For investors who have a higher risk and volatility tolerance and are growth oriented there are several options available:
- Seeking undervalued small & mid cap stocks can present an opportunity for investors who are willing to do their homework before others catch on.
- Choosing equal-weighted index ETFs, which boost mid and small-cap exposure.
- Adding small and mid-cap index ETFs to their portfolios.
- Opting for actively managed funds (ETFs and mutual funds) focused on small and mid-cap investments.
Balancing Opportunity and Risk: The Importance of Market Cap Diversification
In summary, while large-cap stocks naturally draw the spotlight and shape market indices, investors should be mindful of the risks of overconcentration and missed opportunities in small and mid-cap sectors. By considering equal-weighted or small/mid-cap-focused ETFs, or actively seeking out under-researched companies, investors can diversify their portfolios and potentially enhance returns.
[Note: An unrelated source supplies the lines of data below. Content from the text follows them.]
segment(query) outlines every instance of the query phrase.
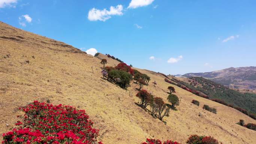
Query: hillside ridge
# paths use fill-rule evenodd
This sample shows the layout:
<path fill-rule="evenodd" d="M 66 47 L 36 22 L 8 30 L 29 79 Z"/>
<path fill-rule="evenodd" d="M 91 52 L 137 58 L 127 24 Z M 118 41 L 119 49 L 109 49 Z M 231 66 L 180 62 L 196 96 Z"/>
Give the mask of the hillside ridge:
<path fill-rule="evenodd" d="M 240 119 L 246 123 L 256 120 L 169 84 L 160 73 L 132 67 L 150 77 L 143 89 L 166 102 L 168 87 L 175 88 L 180 105 L 164 118 L 164 122 L 136 104 L 139 101 L 135 96 L 137 84 L 131 82 L 126 90 L 103 80 L 98 58 L 4 23 L 0 23 L 0 30 L 1 134 L 15 127 L 16 116 L 22 114 L 18 107 L 37 100 L 85 110 L 100 130 L 99 140 L 105 144 L 140 144 L 147 138 L 185 144 L 192 134 L 210 135 L 223 144 L 256 142 L 256 131 L 236 124 Z M 101 56 L 108 60 L 107 66 L 118 63 Z M 191 103 L 193 99 L 200 102 L 199 106 Z M 217 114 L 203 109 L 204 104 L 216 108 Z"/>
<path fill-rule="evenodd" d="M 256 67 L 231 67 L 209 72 L 188 73 L 182 76 L 202 77 L 231 88 L 256 89 Z"/>

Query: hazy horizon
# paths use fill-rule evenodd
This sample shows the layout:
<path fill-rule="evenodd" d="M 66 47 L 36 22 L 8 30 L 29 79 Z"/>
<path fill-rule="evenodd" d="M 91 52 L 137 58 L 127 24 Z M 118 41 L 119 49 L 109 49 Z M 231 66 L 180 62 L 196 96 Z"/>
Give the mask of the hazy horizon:
<path fill-rule="evenodd" d="M 134 67 L 184 74 L 255 66 L 255 4 L 3 0 L 0 20 Z"/>

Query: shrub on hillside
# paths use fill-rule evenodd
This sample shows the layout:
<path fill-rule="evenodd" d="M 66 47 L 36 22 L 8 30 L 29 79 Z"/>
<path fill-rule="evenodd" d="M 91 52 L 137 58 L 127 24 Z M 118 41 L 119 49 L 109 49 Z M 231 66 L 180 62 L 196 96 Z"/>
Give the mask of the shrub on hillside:
<path fill-rule="evenodd" d="M 138 80 L 139 85 L 140 86 L 140 88 L 139 88 L 139 91 L 140 91 L 142 87 L 144 85 L 146 85 L 146 83 L 145 83 L 145 81 L 141 78 L 140 78 Z"/>
<path fill-rule="evenodd" d="M 150 104 L 151 95 L 146 90 L 143 89 L 140 91 L 136 95 L 136 96 L 140 99 L 140 105 L 145 108 Z"/>
<path fill-rule="evenodd" d="M 167 83 L 170 83 L 170 84 L 171 84 L 172 85 L 177 85 L 177 84 L 176 83 L 174 83 L 173 82 L 170 80 L 168 80 L 167 79 L 166 79 L 166 78 L 164 79 L 164 81 L 167 82 Z"/>
<path fill-rule="evenodd" d="M 217 109 L 216 108 L 210 107 L 208 105 L 204 105 L 203 108 L 215 114 L 217 113 Z"/>
<path fill-rule="evenodd" d="M 123 62 L 121 62 L 118 64 L 115 68 L 117 70 L 123 70 L 127 72 L 129 72 L 131 69 L 131 67 L 127 65 L 126 64 Z"/>
<path fill-rule="evenodd" d="M 154 82 L 152 82 L 152 83 L 153 83 L 153 84 L 154 84 L 154 86 L 156 86 L 156 85 L 157 85 L 157 83 L 156 83 L 156 82 L 155 80 Z"/>
<path fill-rule="evenodd" d="M 173 92 L 175 92 L 175 89 L 173 86 L 169 86 L 167 89 L 170 91 L 170 94 L 171 94 Z"/>
<path fill-rule="evenodd" d="M 105 67 L 105 64 L 107 63 L 107 59 L 101 59 L 101 61 L 100 62 L 100 63 L 103 65 L 103 68 Z"/>
<path fill-rule="evenodd" d="M 247 128 L 249 129 L 252 129 L 253 130 L 256 131 L 256 124 L 252 123 L 248 123 L 246 125 L 245 125 L 244 126 Z"/>
<path fill-rule="evenodd" d="M 154 99 L 156 105 L 156 111 L 158 112 L 158 119 L 162 120 L 165 116 L 168 116 L 170 107 L 167 107 L 163 99 L 159 97 L 156 97 Z"/>
<path fill-rule="evenodd" d="M 180 144 L 176 141 L 173 141 L 170 140 L 162 143 L 161 141 L 159 140 L 147 138 L 146 142 L 143 142 L 141 144 Z"/>
<path fill-rule="evenodd" d="M 128 73 L 122 70 L 112 69 L 108 74 L 108 80 L 119 85 L 120 87 L 125 88 L 130 83 L 131 76 Z"/>
<path fill-rule="evenodd" d="M 199 104 L 200 104 L 200 102 L 199 102 L 199 101 L 196 101 L 196 100 L 195 100 L 195 99 L 192 100 L 191 102 L 193 104 L 195 104 L 197 106 L 199 106 Z"/>
<path fill-rule="evenodd" d="M 239 120 L 239 122 L 237 123 L 237 124 L 239 125 L 240 126 L 243 126 L 244 125 L 244 120 L 240 119 Z"/>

Ultimately, a balanced approach that includes both large and smaller companies can help Canadians achieve their investment objectives while managing risk in a dynamic market landscape.
Key Takeaways
- Market cap measures a company’s size (share price × shares outstanding) and helps compare risk and growth potential.
- Firms are categorized as small, mid, large, or mega caps, each with different risk–return profiles.
- Large caps dominate major indices and media coverage, creating a bias that can cause investors to overlook smaller opportunities.
- This bias can be reduced by adding small and mid caps through undervalued stock selection, equal weight ETFs, or specialized funds.